TL;DR
GIST is a training-free image compositing tool that improves visual harmony in design pipelines by harmonizing disparate input elements without requiring retraining.
Contribution
We introduce GIST, a novel identity-preserving image compositor that seamlessly integrates into existing design pipelines to enhance visual harmony and aesthetic quality.
Findings
GIST significantly improves visual harmony in design pipelines.
Integration of GIST with existing methods enhances aesthetic quality.
Validated by ratings and preferences from LLaVA-OV and GPT-4V.
Abstract
Graphic design creation involves harmoniously assembling multimodal components such as images, text, logos, and other visual assets collected from diverse sources, into a visually-appealing and cohesive design.
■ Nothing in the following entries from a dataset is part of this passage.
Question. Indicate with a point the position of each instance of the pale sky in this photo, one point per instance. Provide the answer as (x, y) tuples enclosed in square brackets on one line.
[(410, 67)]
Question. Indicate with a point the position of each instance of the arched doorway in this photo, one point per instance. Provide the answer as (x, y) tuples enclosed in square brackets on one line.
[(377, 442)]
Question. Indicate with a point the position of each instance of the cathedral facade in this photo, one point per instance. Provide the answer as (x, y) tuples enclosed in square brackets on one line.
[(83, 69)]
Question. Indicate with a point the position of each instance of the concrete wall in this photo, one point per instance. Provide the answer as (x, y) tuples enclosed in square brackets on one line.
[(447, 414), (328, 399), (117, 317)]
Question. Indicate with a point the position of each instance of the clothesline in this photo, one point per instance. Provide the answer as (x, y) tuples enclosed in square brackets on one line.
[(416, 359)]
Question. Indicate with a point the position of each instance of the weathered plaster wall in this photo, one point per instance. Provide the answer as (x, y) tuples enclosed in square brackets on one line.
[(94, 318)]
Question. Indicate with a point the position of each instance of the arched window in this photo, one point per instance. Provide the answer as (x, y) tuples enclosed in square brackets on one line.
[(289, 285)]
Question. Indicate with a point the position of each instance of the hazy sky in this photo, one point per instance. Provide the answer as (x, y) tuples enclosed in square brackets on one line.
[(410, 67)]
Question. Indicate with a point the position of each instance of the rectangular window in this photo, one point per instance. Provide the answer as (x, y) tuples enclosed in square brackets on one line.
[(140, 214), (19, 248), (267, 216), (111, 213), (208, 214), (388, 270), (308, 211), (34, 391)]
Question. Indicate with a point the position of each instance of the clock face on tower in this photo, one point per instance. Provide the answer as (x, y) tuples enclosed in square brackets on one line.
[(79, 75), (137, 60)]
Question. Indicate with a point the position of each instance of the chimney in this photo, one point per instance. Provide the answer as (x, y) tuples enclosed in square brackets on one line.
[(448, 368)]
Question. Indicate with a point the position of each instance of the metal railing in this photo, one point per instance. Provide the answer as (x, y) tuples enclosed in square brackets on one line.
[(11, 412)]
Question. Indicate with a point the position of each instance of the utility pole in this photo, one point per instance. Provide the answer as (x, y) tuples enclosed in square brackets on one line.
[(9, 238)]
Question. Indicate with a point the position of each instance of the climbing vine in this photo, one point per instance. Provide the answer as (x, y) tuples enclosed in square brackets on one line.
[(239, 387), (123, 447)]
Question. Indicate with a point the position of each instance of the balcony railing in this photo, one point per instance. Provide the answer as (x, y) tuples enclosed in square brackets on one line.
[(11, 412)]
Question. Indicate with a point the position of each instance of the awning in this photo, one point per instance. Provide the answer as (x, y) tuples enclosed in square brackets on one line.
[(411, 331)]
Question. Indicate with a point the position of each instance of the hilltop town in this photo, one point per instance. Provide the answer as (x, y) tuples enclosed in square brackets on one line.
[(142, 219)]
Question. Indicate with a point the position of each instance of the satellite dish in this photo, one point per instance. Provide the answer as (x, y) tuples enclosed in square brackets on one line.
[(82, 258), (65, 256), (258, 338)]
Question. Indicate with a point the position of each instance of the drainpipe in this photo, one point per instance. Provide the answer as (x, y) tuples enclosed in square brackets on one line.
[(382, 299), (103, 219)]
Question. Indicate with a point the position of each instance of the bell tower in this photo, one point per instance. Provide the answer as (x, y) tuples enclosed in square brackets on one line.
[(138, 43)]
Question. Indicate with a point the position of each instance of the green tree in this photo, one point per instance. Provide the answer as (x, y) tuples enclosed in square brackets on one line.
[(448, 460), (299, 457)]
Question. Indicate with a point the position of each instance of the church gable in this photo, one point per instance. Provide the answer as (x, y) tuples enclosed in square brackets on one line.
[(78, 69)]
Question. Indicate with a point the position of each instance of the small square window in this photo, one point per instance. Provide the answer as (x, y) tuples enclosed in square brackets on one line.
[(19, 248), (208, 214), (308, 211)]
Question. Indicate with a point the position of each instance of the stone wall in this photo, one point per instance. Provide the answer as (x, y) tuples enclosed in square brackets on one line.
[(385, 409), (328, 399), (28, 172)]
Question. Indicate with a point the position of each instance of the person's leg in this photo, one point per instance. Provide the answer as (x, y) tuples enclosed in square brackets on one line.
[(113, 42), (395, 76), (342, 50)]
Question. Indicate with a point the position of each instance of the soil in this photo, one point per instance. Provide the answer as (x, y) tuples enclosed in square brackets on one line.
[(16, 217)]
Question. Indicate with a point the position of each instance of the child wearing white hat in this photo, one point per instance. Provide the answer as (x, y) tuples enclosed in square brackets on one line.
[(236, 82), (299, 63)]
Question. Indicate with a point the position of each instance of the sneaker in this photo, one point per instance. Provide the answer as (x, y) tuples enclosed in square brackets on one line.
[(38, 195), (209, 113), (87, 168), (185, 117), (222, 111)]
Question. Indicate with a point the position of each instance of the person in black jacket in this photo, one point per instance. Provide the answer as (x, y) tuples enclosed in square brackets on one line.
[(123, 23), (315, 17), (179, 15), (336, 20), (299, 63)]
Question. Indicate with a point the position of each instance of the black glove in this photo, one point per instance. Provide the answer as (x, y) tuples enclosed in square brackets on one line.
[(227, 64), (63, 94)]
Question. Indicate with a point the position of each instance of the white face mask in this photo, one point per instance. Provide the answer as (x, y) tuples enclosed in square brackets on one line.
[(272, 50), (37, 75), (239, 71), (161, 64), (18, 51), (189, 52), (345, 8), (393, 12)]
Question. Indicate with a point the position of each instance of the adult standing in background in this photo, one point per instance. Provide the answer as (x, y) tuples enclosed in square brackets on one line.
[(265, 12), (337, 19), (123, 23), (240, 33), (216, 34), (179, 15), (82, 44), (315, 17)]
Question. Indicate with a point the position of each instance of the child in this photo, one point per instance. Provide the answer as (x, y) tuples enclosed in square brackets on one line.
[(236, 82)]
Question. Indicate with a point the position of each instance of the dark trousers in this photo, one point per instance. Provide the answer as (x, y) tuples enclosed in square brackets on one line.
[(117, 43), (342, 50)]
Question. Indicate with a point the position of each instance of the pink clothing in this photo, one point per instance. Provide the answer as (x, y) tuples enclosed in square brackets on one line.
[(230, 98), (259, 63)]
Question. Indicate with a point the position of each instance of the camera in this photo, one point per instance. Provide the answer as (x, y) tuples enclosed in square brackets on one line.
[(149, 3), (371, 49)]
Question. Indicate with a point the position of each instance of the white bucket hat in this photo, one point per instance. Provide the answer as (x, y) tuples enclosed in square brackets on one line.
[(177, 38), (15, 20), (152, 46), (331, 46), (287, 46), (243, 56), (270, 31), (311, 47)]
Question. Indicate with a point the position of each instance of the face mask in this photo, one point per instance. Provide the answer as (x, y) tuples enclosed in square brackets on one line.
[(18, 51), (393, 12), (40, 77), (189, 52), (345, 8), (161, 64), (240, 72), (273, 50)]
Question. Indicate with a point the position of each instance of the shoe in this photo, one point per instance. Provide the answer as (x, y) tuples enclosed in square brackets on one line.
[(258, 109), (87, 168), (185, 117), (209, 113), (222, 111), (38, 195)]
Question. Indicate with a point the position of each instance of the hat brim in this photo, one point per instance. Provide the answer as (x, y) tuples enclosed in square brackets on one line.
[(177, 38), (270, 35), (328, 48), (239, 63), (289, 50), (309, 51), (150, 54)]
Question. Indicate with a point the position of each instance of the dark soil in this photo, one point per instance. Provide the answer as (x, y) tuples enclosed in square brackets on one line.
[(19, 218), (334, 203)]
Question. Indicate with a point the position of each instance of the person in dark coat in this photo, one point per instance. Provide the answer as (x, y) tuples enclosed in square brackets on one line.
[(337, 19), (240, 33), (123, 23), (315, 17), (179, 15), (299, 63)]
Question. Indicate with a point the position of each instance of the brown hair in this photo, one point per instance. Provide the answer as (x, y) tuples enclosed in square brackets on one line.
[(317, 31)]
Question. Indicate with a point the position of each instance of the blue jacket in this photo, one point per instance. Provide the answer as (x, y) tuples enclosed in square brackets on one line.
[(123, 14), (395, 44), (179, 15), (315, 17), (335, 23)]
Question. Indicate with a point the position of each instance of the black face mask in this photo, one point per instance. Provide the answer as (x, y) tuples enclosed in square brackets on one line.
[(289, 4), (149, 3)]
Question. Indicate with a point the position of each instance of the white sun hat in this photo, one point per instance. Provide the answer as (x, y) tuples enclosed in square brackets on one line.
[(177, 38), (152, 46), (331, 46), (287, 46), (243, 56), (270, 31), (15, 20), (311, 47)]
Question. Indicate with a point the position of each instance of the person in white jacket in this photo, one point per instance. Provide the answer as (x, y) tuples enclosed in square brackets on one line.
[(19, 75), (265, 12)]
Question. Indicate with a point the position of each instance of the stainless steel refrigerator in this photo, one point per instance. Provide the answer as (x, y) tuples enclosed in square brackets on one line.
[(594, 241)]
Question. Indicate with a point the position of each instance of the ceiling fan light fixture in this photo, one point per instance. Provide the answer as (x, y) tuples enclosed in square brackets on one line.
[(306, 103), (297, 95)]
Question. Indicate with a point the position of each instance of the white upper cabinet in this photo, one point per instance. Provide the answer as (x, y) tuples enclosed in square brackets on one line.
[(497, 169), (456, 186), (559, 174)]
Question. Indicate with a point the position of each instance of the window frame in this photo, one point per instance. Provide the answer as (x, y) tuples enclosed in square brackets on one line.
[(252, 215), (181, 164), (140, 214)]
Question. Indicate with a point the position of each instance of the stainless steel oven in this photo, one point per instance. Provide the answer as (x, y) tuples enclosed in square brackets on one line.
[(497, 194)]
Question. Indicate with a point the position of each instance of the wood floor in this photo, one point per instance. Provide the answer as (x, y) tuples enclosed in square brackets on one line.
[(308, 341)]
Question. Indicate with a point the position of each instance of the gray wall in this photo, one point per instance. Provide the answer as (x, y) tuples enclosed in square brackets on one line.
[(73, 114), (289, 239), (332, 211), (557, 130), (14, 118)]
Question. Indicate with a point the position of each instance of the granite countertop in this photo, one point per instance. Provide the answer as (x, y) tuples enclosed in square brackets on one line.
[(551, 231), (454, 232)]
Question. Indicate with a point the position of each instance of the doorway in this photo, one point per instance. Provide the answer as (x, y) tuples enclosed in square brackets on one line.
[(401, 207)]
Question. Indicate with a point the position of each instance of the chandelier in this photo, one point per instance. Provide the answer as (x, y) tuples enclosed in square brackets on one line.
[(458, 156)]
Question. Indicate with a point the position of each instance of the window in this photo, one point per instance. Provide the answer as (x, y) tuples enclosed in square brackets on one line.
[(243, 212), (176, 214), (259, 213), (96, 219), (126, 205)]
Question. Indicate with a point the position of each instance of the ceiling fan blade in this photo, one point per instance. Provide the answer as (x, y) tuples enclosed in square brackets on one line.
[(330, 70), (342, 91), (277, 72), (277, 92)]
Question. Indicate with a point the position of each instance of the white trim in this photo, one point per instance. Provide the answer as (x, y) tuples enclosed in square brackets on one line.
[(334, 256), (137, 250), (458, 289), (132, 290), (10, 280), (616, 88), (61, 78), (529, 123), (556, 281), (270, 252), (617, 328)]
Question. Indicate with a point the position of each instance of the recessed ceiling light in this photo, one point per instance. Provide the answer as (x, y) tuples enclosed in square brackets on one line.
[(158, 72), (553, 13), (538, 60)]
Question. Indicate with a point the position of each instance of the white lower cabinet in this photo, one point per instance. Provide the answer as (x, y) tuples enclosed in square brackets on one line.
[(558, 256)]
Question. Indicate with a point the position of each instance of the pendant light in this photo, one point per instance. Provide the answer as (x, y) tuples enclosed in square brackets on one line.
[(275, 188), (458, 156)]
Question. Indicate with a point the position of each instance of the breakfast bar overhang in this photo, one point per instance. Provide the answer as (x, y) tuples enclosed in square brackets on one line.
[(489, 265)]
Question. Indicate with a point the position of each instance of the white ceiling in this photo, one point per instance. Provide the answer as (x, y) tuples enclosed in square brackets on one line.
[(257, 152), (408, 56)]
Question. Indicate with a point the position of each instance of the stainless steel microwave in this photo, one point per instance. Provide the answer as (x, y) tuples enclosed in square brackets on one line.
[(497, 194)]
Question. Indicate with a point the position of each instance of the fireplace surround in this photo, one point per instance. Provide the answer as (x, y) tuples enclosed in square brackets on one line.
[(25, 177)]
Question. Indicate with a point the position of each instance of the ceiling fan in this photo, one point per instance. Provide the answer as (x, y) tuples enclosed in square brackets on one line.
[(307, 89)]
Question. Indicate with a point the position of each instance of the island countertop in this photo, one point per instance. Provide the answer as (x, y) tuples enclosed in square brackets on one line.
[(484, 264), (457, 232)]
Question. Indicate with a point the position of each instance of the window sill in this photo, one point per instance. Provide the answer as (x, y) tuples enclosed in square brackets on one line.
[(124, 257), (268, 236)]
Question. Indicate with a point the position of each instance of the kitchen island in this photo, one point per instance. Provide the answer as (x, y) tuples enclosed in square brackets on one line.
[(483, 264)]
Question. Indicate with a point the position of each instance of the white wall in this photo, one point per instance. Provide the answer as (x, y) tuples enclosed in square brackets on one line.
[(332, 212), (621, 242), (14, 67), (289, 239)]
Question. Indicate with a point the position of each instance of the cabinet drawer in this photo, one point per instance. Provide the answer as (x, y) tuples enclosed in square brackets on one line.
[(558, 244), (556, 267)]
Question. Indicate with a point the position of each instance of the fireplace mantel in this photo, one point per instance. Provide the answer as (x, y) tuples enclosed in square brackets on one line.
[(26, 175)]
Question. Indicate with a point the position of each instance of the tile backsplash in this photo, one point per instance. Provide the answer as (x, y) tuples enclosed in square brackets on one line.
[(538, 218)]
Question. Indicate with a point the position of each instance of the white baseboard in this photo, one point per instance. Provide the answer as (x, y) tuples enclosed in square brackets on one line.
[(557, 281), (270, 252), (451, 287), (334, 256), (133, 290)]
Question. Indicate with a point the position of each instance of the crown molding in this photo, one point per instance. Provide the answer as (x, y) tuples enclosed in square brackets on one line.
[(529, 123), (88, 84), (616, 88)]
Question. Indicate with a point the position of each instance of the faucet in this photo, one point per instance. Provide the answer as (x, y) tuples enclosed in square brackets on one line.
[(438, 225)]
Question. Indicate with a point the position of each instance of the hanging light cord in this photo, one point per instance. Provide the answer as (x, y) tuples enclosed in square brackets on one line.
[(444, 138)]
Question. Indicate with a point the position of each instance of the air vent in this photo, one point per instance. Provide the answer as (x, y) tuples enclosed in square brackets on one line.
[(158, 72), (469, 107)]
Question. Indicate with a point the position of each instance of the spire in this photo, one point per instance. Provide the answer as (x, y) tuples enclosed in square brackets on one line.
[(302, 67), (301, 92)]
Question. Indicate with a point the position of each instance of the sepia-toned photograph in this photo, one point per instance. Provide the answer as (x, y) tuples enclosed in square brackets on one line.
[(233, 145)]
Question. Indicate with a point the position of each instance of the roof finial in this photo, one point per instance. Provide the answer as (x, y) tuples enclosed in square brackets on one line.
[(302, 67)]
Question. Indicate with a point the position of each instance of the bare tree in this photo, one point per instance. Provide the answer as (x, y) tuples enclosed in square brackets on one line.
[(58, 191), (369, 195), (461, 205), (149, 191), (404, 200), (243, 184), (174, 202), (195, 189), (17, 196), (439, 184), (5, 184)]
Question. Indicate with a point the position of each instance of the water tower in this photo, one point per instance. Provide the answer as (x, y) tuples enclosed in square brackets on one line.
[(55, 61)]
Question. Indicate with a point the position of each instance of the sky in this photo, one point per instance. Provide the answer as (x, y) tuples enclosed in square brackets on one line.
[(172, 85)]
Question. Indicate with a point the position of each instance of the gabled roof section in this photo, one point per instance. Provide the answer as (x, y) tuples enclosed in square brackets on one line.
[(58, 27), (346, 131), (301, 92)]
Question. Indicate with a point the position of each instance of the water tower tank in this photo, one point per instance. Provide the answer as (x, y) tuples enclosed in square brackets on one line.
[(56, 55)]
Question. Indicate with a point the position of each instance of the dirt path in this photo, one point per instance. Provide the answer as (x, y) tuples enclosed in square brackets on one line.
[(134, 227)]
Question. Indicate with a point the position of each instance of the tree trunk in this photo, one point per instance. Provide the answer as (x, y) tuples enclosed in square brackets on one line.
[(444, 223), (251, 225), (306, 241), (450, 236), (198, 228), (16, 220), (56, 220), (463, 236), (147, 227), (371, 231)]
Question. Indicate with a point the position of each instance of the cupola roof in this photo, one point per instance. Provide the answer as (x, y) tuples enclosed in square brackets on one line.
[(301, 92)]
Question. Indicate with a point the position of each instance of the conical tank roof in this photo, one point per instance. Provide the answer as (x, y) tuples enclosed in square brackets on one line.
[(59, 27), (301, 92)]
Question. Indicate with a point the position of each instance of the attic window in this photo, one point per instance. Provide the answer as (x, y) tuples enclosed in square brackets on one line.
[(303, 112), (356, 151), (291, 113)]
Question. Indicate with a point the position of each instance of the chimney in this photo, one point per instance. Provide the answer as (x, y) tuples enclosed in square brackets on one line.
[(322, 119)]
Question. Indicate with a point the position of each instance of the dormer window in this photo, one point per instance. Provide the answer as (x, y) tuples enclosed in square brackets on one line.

Recent methods have largely focused on layout prediction or complementary element generation, while retaining input elements exactly, implicitly assuming that provided components are already stylistically harmonious. In practice, inputs often come from disparate sources and exhibit visual mismatch, making this assumption limiting. We argue that identity-preserving stylization and compositing of input elements is a critical missing ingredient for truly harmonized components-to-design pipelines. To this end, we propose GIST, a training-free, identity-preserving image compositor that sits between layout prediction and typography generation, and can be plugged into any existing…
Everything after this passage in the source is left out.